Anyway, despite the steroids, I'm getting tired and it's 1.30am and I am actually going in to the office tomorrow afternoon, ha! So I'd better try and get some sleep. I'll try and dream nice things about 2015 when everything is going to work out just fine.

Night night xx

Tuesday, 2 December 2014


I've just been for my appointment with my oncologist in advance of my final blast of chemo. She said my blood levels are all fine, so chemo can go ahead on time tomorrow. This is a massive relief - I get to be well for the run up to Christmas.

She also wanted to examine me. I told her that when others have examined me, they couldn't feel the lump anyway, but she insisted, so she did, and straight away she said she felt a hole. Not a lump, a hole. Where the tumour used to be. She had a big smile on her face, and told me the chemo had been doing its job. I didn't believe her, and she got me to have a good old grope of myself but I couldn't tell what she meant. But she was convinced that there isn't a tumour there and that she can feel a hole in the place it used to be. I don't know what to think. If she's right, this is obviously incredible news. But the oncologist having a good manual rummage round isn't the same as a scan. So I have thought about it and decided to not believe her. Why get my hopes up. In my experience that doesn't tend to work out well.

I told her I was prepared for chemo to not make any difference, because mine is a grade 1 tumour, and I thought that grade 1, slow growing tumours, didn't respond so well to chemo. She said my tumour might look grade 1 under the microscope, but it's in my lymph nodes, so the "grade 1" is irrelevant. It isn't behaving like a grade 1 tumour. I guess I already knew this but hearing it frightened me.

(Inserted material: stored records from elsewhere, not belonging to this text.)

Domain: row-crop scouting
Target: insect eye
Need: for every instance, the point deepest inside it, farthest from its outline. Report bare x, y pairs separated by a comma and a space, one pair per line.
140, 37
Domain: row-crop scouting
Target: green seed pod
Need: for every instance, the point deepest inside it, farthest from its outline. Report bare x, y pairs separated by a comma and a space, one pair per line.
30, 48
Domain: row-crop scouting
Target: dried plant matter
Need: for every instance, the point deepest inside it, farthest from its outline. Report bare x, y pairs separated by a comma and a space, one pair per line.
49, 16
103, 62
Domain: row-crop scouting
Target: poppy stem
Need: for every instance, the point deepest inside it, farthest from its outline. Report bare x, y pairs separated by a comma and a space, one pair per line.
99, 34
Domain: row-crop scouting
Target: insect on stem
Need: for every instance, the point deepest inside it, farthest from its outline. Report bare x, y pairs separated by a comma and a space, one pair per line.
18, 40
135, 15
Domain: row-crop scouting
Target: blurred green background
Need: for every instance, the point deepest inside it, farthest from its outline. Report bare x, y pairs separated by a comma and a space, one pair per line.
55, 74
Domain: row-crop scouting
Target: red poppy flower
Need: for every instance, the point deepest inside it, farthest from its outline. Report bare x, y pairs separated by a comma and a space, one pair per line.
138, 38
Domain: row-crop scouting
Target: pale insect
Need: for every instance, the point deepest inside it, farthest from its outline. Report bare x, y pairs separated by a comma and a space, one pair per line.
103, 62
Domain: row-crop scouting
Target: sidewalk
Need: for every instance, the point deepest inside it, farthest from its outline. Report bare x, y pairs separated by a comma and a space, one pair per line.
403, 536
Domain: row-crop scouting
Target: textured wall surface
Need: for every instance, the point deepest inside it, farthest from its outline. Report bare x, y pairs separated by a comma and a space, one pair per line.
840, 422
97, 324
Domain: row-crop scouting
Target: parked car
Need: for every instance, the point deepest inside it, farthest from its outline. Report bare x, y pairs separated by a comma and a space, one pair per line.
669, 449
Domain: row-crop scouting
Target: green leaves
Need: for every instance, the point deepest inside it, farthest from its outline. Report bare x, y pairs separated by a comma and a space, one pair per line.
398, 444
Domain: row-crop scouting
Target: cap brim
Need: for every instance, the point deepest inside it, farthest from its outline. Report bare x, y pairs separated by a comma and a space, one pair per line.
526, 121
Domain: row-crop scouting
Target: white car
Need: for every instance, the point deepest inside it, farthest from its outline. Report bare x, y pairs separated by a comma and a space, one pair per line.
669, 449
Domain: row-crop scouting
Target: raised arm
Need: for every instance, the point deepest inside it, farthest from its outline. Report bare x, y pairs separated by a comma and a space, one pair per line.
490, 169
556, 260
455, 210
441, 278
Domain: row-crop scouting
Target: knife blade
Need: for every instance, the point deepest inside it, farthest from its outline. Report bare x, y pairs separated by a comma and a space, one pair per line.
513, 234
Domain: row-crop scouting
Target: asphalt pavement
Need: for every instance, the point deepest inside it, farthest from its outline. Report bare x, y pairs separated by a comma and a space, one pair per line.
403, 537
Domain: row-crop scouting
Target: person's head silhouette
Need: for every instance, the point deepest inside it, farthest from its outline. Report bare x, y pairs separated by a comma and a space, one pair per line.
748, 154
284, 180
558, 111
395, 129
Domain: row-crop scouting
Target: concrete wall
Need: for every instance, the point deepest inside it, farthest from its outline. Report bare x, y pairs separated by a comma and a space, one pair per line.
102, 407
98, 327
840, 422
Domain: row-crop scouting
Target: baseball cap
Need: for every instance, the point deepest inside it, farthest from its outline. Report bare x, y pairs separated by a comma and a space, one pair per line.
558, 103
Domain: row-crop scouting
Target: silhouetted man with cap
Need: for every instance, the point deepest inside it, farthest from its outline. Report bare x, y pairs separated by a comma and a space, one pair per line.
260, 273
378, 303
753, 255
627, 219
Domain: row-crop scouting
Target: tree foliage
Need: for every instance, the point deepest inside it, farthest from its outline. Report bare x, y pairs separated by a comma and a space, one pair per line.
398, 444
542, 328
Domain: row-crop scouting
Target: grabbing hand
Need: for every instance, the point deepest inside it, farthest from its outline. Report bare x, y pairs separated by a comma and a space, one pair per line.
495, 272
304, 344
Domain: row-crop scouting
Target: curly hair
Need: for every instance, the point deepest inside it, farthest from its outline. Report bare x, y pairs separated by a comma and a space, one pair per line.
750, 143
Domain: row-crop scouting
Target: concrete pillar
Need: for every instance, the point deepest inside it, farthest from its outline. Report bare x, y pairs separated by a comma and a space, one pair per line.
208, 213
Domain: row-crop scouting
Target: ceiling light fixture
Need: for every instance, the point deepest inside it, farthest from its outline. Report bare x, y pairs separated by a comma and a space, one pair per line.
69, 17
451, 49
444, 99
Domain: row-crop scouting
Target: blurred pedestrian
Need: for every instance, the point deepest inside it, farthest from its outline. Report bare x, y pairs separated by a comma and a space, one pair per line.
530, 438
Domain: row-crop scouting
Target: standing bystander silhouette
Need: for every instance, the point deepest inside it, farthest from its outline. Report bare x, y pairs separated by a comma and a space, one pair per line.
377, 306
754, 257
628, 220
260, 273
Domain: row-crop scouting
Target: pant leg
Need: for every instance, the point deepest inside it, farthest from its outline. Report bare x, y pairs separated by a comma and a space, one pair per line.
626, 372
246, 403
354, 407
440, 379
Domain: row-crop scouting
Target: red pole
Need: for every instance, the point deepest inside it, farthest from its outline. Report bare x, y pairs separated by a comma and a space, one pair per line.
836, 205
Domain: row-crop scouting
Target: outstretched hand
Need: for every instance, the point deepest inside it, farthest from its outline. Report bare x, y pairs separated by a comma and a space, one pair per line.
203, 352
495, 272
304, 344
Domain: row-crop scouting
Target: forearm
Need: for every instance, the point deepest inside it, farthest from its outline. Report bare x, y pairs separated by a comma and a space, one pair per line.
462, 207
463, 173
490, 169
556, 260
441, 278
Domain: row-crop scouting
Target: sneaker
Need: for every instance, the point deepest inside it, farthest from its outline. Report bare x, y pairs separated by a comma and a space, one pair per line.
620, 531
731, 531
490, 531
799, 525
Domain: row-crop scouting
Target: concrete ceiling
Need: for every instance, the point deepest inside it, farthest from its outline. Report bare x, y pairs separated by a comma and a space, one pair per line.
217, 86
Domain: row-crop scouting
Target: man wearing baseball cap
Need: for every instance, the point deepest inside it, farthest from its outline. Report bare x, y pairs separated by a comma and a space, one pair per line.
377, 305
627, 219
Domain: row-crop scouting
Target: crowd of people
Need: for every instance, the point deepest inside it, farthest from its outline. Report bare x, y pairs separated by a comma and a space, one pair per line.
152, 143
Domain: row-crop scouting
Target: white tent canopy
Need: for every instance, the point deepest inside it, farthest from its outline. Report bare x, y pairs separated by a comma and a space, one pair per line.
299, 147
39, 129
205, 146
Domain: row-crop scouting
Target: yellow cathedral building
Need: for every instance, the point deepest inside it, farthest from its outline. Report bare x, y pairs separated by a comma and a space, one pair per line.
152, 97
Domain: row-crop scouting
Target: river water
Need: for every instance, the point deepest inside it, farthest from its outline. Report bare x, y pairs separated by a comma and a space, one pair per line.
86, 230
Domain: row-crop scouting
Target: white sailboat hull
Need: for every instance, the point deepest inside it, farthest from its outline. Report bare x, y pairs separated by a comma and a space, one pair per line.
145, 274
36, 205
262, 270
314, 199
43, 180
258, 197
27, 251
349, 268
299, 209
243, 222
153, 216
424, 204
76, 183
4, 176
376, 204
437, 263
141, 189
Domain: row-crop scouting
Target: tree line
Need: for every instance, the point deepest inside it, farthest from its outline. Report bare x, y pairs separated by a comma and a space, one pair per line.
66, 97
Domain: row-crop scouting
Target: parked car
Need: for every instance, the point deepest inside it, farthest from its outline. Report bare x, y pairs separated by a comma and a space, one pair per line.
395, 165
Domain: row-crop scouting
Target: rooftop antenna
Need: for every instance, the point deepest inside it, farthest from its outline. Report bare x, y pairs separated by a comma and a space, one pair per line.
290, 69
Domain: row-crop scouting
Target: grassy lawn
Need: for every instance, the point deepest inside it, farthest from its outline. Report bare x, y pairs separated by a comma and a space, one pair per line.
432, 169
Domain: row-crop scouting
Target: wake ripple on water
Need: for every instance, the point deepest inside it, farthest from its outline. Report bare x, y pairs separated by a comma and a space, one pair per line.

She said that when I meet with the surgeon I should consider delayed reconstruction. Lob the cancer out, have radiotherapy, and then further down the line have reconstruction. Better cosmetic results apparently. This frightened me. I'm scared of one surgery. I don't want multiple surgeries.

And then she said that after all that, I will go on tamoxifen which is a drug that stops estrogen fuelling any estrogen receptor positive cancer cells (this is the type of cancer I have - estrogen receptor positive). I told her that I'd been told tamoxifen wasn't an option for me, because I have a family history of blood clots. I said that I thought if I could have ovaries out, that would do the same job as tamoxifen because that would mean there wouldn't be estrogen being produced in my body. She said that there would still be estrogen in my body from other places, and she is referring me for testing to see if I personally am at risk of blood clotting, because tamoxifen is the best drug they can give me and she wants me to have it. So this frightened me, because if I can't have tamoxifen then I guess I'm not getting the best drugs to prevent recurrence, but if I do have tamoxifen I am frightened of getting a blood clot and dying from that.

I should be happy right now. I can have my last chemo on time, and the oncologist thinks my tumour has gone.

But I am just really, really frightened. I have that small feeling again. Like I am just so small, and everything is just so scary. I wish someone could just make it better. I'm not cut out for this.